Adversity on its own only destroys. Had I received less grace and less support from others, and had I demonstrated less of a stubborn determination to pull through, I would not be on the verge of becoming a doctor. I would have been a story of how adverse early childhood experiences can exact their toll and ultimately derail a life. However, when coupled with resilience, adversity can impart compassion and grit. Perhaps it’ll even throw in some wisdom for all your trouble. I needed to hear, over and over, from mentors whose prescience, clinical facuity, and honesty I trusted that I would be able to succeed. Fortunately, Brown has such faculty in spades.

LEARNING FROM PATIENTS

An older, more measured version of myself can now recognize setbacks, even major, life-altering ones, as painful yet inevitable parts of existence. We regularly inform patients of medical news that changes their perception of themselves with the implicit expectation that, with support, they will adapt to or overcome the unfair pathophysiological barriers imposed upon them. The younger, less experienced version of myself could not recognize the parallel. In my own way, I would need to take inspiration from the patients I so eagerly wished to serve.

In the hospital, the contrast between doctors and patients can seem so stark. Able-bodied and able-minded, highly educated professionals speaking rapidly to each other in their technical jargon. Just another day on the job. They are juxtaposed between bleary-eyed, sometimes cranky, sometimes incapacitated people experiencing what are often the worst days of their lives. Even now, I often find it miraculous that I am in the hospital because I am a soon-to-be doctor and not a patient. I remember what it was like to be on the other side: Seeing suffering in others can stir within me weariness and heartache as I inadvertently recall the worst days of my own life. It’s a constant reminder that my trajectory in life was anything but inevitable.

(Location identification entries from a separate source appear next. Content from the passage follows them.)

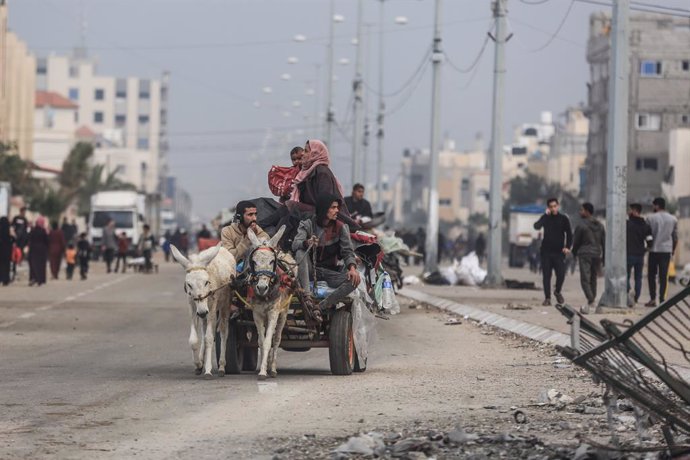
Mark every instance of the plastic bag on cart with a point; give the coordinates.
(385, 295)
(363, 322)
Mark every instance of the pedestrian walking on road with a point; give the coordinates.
(558, 239)
(70, 260)
(38, 253)
(664, 228)
(109, 244)
(6, 245)
(588, 247)
(83, 254)
(638, 233)
(56, 249)
(122, 250)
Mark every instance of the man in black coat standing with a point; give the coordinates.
(558, 239)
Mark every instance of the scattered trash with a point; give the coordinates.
(515, 284)
(520, 417)
(513, 306)
(364, 444)
(411, 280)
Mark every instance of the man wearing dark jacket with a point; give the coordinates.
(588, 247)
(558, 239)
(330, 238)
(637, 231)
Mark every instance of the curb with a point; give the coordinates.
(530, 331)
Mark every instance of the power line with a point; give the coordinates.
(558, 29)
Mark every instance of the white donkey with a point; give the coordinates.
(209, 274)
(271, 297)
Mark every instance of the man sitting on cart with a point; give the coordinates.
(234, 237)
(335, 256)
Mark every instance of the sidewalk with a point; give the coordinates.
(520, 311)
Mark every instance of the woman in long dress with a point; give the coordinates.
(56, 249)
(6, 242)
(38, 253)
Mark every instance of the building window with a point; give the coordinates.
(647, 164)
(650, 68)
(41, 66)
(144, 89)
(648, 121)
(121, 88)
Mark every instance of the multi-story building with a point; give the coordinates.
(55, 129)
(659, 100)
(17, 86)
(568, 151)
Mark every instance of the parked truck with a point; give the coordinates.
(125, 208)
(521, 232)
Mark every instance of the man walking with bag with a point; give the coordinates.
(558, 239)
(588, 247)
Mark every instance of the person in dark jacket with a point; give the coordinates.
(6, 245)
(38, 253)
(638, 231)
(357, 205)
(330, 238)
(588, 247)
(558, 239)
(56, 249)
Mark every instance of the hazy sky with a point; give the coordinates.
(222, 53)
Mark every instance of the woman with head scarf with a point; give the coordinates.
(6, 242)
(316, 178)
(56, 248)
(38, 252)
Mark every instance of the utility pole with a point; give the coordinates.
(329, 96)
(615, 287)
(431, 262)
(379, 118)
(358, 96)
(495, 253)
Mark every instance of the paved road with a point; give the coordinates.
(102, 369)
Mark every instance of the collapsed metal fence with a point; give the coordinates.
(647, 361)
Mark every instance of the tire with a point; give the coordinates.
(341, 348)
(234, 352)
(358, 366)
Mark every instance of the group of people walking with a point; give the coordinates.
(657, 234)
(46, 248)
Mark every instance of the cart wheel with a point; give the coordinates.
(251, 358)
(341, 348)
(358, 366)
(234, 352)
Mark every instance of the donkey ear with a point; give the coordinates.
(208, 255)
(253, 238)
(177, 255)
(276, 238)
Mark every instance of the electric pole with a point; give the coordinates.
(379, 118)
(358, 96)
(615, 288)
(329, 96)
(495, 253)
(431, 262)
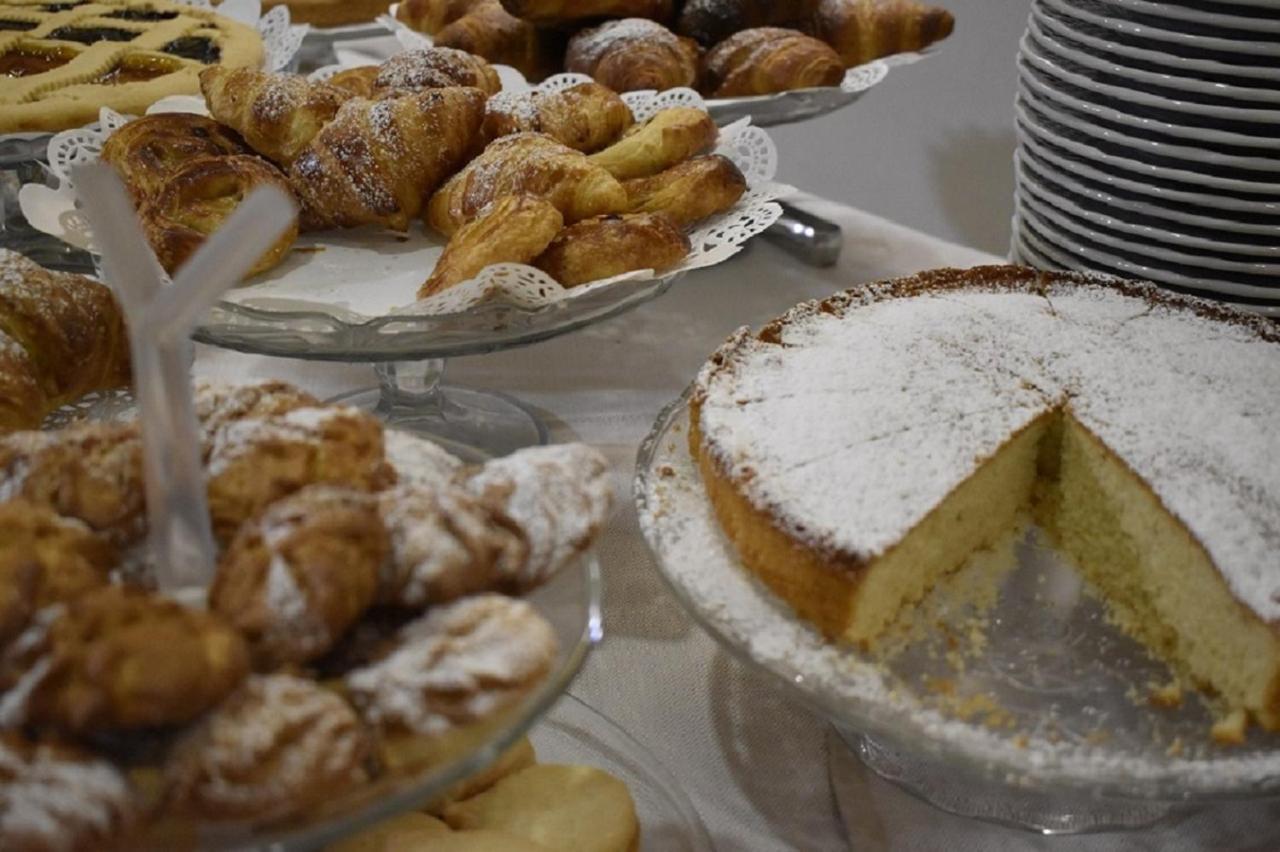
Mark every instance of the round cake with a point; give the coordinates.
(859, 448)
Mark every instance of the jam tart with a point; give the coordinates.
(62, 62)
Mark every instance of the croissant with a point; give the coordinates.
(416, 71)
(689, 192)
(769, 59)
(277, 114)
(585, 118)
(197, 200)
(711, 22)
(433, 15)
(557, 12)
(359, 81)
(526, 164)
(634, 54)
(607, 246)
(515, 229)
(62, 337)
(378, 161)
(670, 137)
(489, 31)
(865, 30)
(147, 150)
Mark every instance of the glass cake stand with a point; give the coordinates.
(1022, 706)
(410, 357)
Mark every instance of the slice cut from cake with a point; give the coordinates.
(860, 448)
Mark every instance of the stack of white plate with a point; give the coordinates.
(1150, 143)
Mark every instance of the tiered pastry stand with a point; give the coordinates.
(1046, 725)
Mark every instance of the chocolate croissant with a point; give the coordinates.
(634, 54)
(767, 60)
(515, 229)
(865, 30)
(670, 137)
(492, 32)
(558, 12)
(526, 164)
(379, 161)
(607, 246)
(196, 201)
(586, 117)
(62, 337)
(711, 22)
(277, 114)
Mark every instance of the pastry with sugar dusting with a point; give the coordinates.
(298, 576)
(278, 747)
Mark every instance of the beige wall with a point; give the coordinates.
(932, 146)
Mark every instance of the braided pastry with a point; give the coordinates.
(865, 30)
(277, 114)
(689, 192)
(526, 164)
(147, 150)
(585, 118)
(489, 31)
(670, 137)
(634, 54)
(62, 337)
(378, 161)
(416, 71)
(515, 229)
(558, 12)
(199, 197)
(711, 22)
(598, 248)
(297, 577)
(767, 60)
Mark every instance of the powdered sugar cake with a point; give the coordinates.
(860, 448)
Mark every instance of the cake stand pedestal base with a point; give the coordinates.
(471, 424)
(974, 796)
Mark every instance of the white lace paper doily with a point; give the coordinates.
(364, 274)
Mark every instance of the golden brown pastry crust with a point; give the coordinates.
(91, 472)
(526, 164)
(769, 59)
(379, 161)
(586, 117)
(689, 192)
(256, 462)
(45, 559)
(62, 335)
(607, 246)
(359, 81)
(417, 71)
(865, 30)
(513, 229)
(199, 197)
(558, 12)
(123, 660)
(489, 31)
(278, 747)
(277, 114)
(147, 150)
(297, 577)
(711, 22)
(634, 54)
(670, 137)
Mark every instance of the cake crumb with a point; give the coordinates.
(1229, 731)
(1166, 695)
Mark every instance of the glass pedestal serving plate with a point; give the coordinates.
(576, 733)
(1011, 699)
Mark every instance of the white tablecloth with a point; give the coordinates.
(754, 763)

Naïvely, foolishly, I used to think that the world was divided into those who needed help and those who gave it. As an aspiring doctor, I was in the latter category, obviously. Accordingly, when I stumbled, I lost my sense of self. I needed to realize that the categories I had fabricated were not mutually exclusive.

When I was broken, compassion from others healed me. I was humbled. I am humbled. More than that, I am absolutely determined to pay this kindness forward. To have as much faith in my patients as others had in me. To show as much care to my patients as was shown to me. It’s the least I can do.